The goal of the Myriad project—which is being hosted on GitHub and counts EBay and Twitter as contributors–is to deliver code that effectively unites Apache YARN and Apache Mesos, the data center operating system (DCOS) and resource manager that was developed at Cal Berkeley’s AMPLab and today is managed by Mesosphere. According to Mesosphere, DCOS is a new kind of operating system that organizes all of ones machines, virtual machines, and cloud instances into a single pool of shared resources. It runs atop Linux and is already used in production by Twitter, Netflix and Airbnb.
With Myriad, any YARN-compatible Hadoop jobs–such as Spark, MapReduce, Pig, or Hive–will be able to run on the same hardware as other non-Hadoop applications. This could be anything from streaming applications like Storm or Kafka, management tools for developers like Jenkins, HPC jobs running under MPI, and regular old Web server workloads.
Myriad brings together both major resource managers for Hadoop and other important apps, says Florian Leibert, CEO and co-founder of Mesosphere. “Big data developers no longer have to choose between YARN and Mesos for managing clusters,” Leibert says in a press release. “Myriad allows you to run both, and to run all of your big data workloads and distributed applications and systems on a single pool of resources.”

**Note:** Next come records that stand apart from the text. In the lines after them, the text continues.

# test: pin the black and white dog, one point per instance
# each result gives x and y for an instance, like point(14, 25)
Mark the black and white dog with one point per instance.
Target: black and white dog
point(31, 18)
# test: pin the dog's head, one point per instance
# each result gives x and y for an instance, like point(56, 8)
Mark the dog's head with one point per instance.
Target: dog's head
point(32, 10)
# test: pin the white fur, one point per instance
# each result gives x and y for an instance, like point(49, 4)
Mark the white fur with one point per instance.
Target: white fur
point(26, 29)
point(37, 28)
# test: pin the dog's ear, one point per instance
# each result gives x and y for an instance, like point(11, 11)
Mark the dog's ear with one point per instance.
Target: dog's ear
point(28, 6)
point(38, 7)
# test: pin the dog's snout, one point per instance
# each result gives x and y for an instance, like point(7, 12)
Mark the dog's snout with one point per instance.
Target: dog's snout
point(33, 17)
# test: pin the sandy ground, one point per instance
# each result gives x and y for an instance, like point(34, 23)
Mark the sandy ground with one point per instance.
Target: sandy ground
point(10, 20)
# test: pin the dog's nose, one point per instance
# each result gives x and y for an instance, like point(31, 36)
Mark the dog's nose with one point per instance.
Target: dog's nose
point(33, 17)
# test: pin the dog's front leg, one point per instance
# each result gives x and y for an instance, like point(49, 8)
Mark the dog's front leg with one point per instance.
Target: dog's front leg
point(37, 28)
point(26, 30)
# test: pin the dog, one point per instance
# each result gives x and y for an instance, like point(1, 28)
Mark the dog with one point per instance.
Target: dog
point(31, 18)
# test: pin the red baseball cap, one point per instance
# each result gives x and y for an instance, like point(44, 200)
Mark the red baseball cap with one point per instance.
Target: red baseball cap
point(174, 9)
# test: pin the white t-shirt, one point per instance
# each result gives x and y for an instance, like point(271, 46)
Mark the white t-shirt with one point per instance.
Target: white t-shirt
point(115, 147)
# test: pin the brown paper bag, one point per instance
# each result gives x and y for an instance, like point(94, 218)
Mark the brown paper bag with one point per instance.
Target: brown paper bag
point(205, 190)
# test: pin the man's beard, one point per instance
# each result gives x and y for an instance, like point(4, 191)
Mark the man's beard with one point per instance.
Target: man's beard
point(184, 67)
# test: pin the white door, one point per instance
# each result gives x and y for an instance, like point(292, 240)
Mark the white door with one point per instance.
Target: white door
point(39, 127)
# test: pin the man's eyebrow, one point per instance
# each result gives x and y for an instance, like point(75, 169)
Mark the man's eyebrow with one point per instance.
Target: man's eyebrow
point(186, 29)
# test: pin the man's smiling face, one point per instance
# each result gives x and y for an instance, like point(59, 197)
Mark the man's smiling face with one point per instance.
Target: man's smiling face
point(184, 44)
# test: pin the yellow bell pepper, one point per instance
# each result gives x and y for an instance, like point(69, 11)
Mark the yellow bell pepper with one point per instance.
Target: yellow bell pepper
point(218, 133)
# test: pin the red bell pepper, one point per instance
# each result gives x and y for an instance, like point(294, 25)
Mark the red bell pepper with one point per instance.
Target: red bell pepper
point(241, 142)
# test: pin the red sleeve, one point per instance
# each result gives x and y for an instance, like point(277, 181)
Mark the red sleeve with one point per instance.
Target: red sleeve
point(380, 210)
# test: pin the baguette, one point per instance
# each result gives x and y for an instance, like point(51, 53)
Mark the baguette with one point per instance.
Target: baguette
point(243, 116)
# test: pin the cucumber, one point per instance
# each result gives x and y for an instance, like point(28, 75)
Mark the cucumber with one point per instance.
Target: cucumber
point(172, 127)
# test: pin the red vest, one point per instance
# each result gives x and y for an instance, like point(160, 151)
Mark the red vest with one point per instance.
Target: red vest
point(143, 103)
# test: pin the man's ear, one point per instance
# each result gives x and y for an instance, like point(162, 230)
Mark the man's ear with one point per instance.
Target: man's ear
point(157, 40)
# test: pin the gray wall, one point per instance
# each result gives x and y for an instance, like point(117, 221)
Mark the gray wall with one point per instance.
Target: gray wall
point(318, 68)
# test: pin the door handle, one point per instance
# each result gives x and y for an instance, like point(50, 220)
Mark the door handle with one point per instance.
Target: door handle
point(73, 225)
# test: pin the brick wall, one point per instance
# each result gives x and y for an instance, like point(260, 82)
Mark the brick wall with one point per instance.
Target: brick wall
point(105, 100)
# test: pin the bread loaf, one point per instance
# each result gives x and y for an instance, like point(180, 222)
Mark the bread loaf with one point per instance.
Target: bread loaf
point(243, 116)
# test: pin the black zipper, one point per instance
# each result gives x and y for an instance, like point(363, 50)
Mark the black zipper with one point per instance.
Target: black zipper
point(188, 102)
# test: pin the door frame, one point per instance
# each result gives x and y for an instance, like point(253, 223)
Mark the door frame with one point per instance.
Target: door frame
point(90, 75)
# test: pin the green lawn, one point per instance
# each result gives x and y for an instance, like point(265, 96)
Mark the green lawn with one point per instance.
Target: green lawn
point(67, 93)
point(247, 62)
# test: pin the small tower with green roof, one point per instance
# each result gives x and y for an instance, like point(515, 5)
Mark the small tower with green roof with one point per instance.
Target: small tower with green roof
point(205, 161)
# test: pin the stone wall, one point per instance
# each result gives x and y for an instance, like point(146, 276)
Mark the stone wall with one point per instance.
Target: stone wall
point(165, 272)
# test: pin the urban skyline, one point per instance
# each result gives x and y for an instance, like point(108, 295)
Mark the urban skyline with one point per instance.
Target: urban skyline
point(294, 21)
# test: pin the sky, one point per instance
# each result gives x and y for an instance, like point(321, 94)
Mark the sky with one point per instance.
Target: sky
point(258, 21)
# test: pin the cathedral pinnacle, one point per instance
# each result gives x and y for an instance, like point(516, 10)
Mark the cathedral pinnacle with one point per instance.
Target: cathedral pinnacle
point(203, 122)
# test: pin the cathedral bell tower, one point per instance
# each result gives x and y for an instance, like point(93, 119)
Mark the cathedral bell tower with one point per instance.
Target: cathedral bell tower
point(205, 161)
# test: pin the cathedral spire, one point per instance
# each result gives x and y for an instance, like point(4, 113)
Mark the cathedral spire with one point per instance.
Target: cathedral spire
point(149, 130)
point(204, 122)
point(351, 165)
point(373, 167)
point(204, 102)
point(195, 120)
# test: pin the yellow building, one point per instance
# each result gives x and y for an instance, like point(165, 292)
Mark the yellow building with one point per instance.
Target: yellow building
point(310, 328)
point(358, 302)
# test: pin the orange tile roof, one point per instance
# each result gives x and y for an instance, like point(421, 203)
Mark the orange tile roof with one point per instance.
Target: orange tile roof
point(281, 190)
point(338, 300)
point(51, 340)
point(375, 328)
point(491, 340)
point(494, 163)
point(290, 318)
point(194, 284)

Jack Norris, chief marketing officer for MapR, says Myriad delivers the tools that Hadoop users are asking for in the area of cluster management. “One of the motivations with EBay and Twitter is that they have extensive use of Hadoop and they have Web servers that are provisioned for peak and have long periods of low utilization,” he tells Datanami. “The ability to use Myriad to fill those long periods of low utilization with some Hadoop workload and then pull those off in anticipation of peak demand, that provides additional efficiency within the data center.”
Obviously, not every Hadoop user is going to be so heavily invested in data center hardware that they need Myriad to unite operational and analytic workloads on the same cluster. Companies like Twitter and EBay have hundreds of thousands of nodes to manage, if not millions, so even small percentage gains in efficiency translate into lots of dollars saved. A similar dynamic is in effect at HPC sites, where organizations want to start incorporating big data analytic technologies like Hadoop and Spark, but are loathe to dedicate their entire supercomputer to such tasks.
But in the long run, the benefit that comes from provisioning the same hardware in multiple different ways is clearly in the cards for all types of applications, and will help at any scale. The burgeoning diversity of big data applications—from the Hadoop/YARN family and NoSQL databases to in-memory data grids and real-time streaming systems–will benefit from having more fluid and flexible methods of deployment of the sort that Myriad aims to deliver.
“Combining Mesos, which is really good at resource management in general and has pretty good low-level granularity in terms of disk and network and CPU and memory, with YARN, which is really good at managing Hadoop resources but lacks some of that granular control and doesn’t really work across non-Hadoop resources—gives you have this dynamic capability to configure YARN and have virtual Hadoop clusters in the data center,” Norris adds. “And it’s a completely open-source project that will work across different Hadoop distributions. It’s not limited to MapR.”
Concurrently, the folks behind Project Myriad plan to submit it as an Apache Incubator project with the Apache Software Foundation by the end of the first quarter of 2015.